While that research is intriguing, there are other examples that suggest AI isn’t quite ready to claim the mantle of a Hemingway or Yeats. In 2016, Thomas Middleditch (who went on to better projects) starred in a short sci-fi film called “Sunspring” — and notably, it was scripted by artificial intelligence (AI). Let’s just say it wasn’t the greatest. Or as the Chicago Tribune put it, “A movie scripted entirely by a computer, but don't freak out just yet...”

Yes, the scary (and sinister-sexy) part of AI is the recognition that computers may someday write better stories than we do. The more tangible and compelling case for computers and storytelling though, is that they can prove what we as humans feel through data-driven, scientifically rigorous methods: Stories work!

The best example of this is the work of the team managing The Story Learning Machine at the MIT Media Lab. I like this example because the research included subjecting AI to the nearly wordless, opening sequence of one of my favorite stories, the 2009 Pixar film, “Up.”

The animated film’s opening is beautiful, complete, happy and sad in fewer than five minutes. I wrote about this and another great wordless storytelling example from Chipotle in an earlier WordWrite blog post.

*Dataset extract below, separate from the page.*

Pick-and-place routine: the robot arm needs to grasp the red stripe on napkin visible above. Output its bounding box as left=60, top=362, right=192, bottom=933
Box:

So when I learned that computers had validated the story that opens “Up” as great storytelling, I was intrigued. As the researchers put it in a paper they co-published with McKinsey, “As in many video stories, the arc in Up’s opening montage contains a series of mood shifts, rather than a clear upward or downward trajectory. One of the highest peaks corresponds to images of Carl as a happy child, for instance, but there’s a big drop shortly after, when young Ellie scares him in the middle of the night. The machine’s negative response reflects Carl’s fright. Other peaks emerge much later, when the newlyweds are planning to have children, or when the elderly couple embraces. The valence plummets near the end, when Carl returns home alone after Ellie dies.

Click here to see the graph from the researchers’ work, as reported in the McKinsey paper.

With that analysis in mind, I wondered: What can AI do to prove the power of great stories that we humans can’t?

The answer: AI can consume, as it did in one MIT experiment, 1,500 videos from Vimeo plus 500 Hollywood films, including the opening sequence from “Up.” Then it can crunch some data around events in the stories to identify patterns. Then the scientists running the AI can have humans watch some of the same content and ask them to validate the AI conclusions about elements that make a story great.

And what kind of stories does AI like best (aside from the same kind that us humans do)? The MIT research, completed in partnership with McKinsey, came to these conclusions:

  • Stories can be grouped into five families, each with particular story arcs that share the same emotional trajectory;

  • Among the five families of stories, researchers found that two families of stories with happy endings were the most engaging to AI and human audiences;

  • As the researchers wrote in a paper published by McKinsey: “These stories both culminate with a positive emotional bang ... The main difference is (one family involves) more mood swings from negative to positive before the big finale.” The second family of stories with positive endings had fewer ups and downs but also included a negative mood swing toward the beginning and more of a sustained positive arc slowly driving to the end.

This research is hardly some esoteric pursuit; as we’ve learned at WordWrite, the most valuable marketing tool any organization possesses is its story, and not just any story but its Capital S Story, the story above all others that answers why someone should buy from, work for, invest in or partner with an organization.

We find this to be especially true for our clients, most of whom are providers of complex services seeking to engage decision-makers in the C suite of middle-market companies. If these service providers start firing credentials or features and benefits at their prospects, they quickly lose them. If however, they share a story, well, as AI demonstrates, now they’ve got their attention.

The MIT-McKinsey AI research proves that if an organization shares a version of its Capital S Story that creates a positive ending, it has a story that’s going to work best.